Clinical data of 1 patient with PHL who was diagnosed and treated in the First Affiliated Hospital of Xi'an Jiaotong University in October 2017 were analyzed retrospectively. The female patient, aged 49 years, was admitted to our hospital due to "space-occupying lesions of the liver detected by ultrasound examination". A hypoechoic region in the caudate lobe of liver was found by ultrasound examination. Multiple nodule-like and lumpy low-density shadows in the right lobe and caudate lobe were observed by abdominal CT scan. The diagnosis of PHL was confirmed by liver biopsy and immunohistochemical staining. TACE combined with chemotherapy was adopted.

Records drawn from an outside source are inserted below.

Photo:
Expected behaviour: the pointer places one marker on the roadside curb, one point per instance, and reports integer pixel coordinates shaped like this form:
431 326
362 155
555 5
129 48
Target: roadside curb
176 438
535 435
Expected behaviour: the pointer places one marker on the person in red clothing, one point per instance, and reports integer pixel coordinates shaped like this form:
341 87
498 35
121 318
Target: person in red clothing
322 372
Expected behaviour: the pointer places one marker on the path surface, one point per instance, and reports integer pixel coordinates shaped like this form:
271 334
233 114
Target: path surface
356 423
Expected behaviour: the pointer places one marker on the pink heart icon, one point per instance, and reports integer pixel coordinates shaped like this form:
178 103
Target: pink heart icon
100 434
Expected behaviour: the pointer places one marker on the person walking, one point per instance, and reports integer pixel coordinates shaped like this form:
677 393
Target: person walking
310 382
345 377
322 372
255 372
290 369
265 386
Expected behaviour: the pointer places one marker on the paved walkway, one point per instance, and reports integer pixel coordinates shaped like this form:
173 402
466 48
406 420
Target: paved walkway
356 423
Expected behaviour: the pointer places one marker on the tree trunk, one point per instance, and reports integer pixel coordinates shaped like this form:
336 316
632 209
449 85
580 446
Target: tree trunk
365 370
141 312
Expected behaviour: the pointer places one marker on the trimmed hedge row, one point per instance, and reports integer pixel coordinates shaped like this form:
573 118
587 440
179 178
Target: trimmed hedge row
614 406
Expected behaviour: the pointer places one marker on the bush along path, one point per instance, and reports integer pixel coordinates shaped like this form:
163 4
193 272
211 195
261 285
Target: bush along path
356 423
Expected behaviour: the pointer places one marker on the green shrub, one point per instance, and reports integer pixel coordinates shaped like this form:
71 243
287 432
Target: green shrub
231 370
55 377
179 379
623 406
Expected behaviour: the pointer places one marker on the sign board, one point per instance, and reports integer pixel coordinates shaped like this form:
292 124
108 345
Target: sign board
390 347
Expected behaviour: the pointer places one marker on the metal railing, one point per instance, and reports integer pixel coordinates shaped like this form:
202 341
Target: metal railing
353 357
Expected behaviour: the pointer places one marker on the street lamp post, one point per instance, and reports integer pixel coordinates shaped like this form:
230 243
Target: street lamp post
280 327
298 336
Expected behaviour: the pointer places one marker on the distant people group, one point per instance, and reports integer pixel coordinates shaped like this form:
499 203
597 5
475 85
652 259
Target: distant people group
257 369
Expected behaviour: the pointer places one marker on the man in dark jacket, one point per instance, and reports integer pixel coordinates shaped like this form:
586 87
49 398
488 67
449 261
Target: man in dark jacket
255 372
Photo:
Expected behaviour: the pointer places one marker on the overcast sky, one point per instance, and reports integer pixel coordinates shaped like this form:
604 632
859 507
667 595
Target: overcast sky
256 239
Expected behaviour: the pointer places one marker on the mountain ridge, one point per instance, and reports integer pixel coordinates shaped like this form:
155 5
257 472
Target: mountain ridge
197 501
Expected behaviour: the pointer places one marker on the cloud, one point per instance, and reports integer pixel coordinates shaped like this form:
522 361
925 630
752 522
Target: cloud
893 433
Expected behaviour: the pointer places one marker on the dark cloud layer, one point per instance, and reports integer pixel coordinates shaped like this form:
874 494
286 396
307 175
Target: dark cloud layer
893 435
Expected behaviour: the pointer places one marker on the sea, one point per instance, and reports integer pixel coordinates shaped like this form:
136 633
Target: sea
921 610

The patient received TACE on December 14, 2017, and was given with 6 cycles of adjuvant chemotherapy (gemcitabine+docetaxel) after TACE. The lesion was found slightly enlarged in the reexamination on April 16, 2019 and the chemotherapy regimen was modified to gemcitabine + albumin-bound paclitaxel for 3 cycles. On May 20, 2020, the reexamination found that the lesion was obviously enlarged. After the secondary TACE, the patient recovered well. As of July 1, 2020, the patient had lived a high quality of life, and no tumor recurrence was found during postoperative follow-up. Clinical data of 15 adult patients with PHL were retrieved from PubMed database between 2000 and 2020. 6 cases were male and 9 female, aged from 25 to 77 years, with a median age of 54 years. The primary symptoms were mainly abdominal pain and discomfort, and the tumors were mainly located in the right lobe. No specific manifestations was observed in laboratory and imaging examination. Pathological examination showed that spindle-shaped tissue cells were arranged in bundles. Immunohistochemical staining found positive results for SMA, desmin and vimentin, whereas negative results for S-100 and cytokeratin in the tissue cells. Surgical resection was performed in 9 cases, chemotherapy in 2, including 1 of surgical resection combined with chemotherapy, liver transplantation in 1, TACE in 2 and conservative treatments in 2, respectively. During 3-82 month follow-up, 2 cases were lost to follow-up, 6 cases died and 7 survived.

PHL is a rare disease. Pathological examination is the only effective approach to confirm the diagnosis. Surgical resection can achieve relatively better clinical efficacy.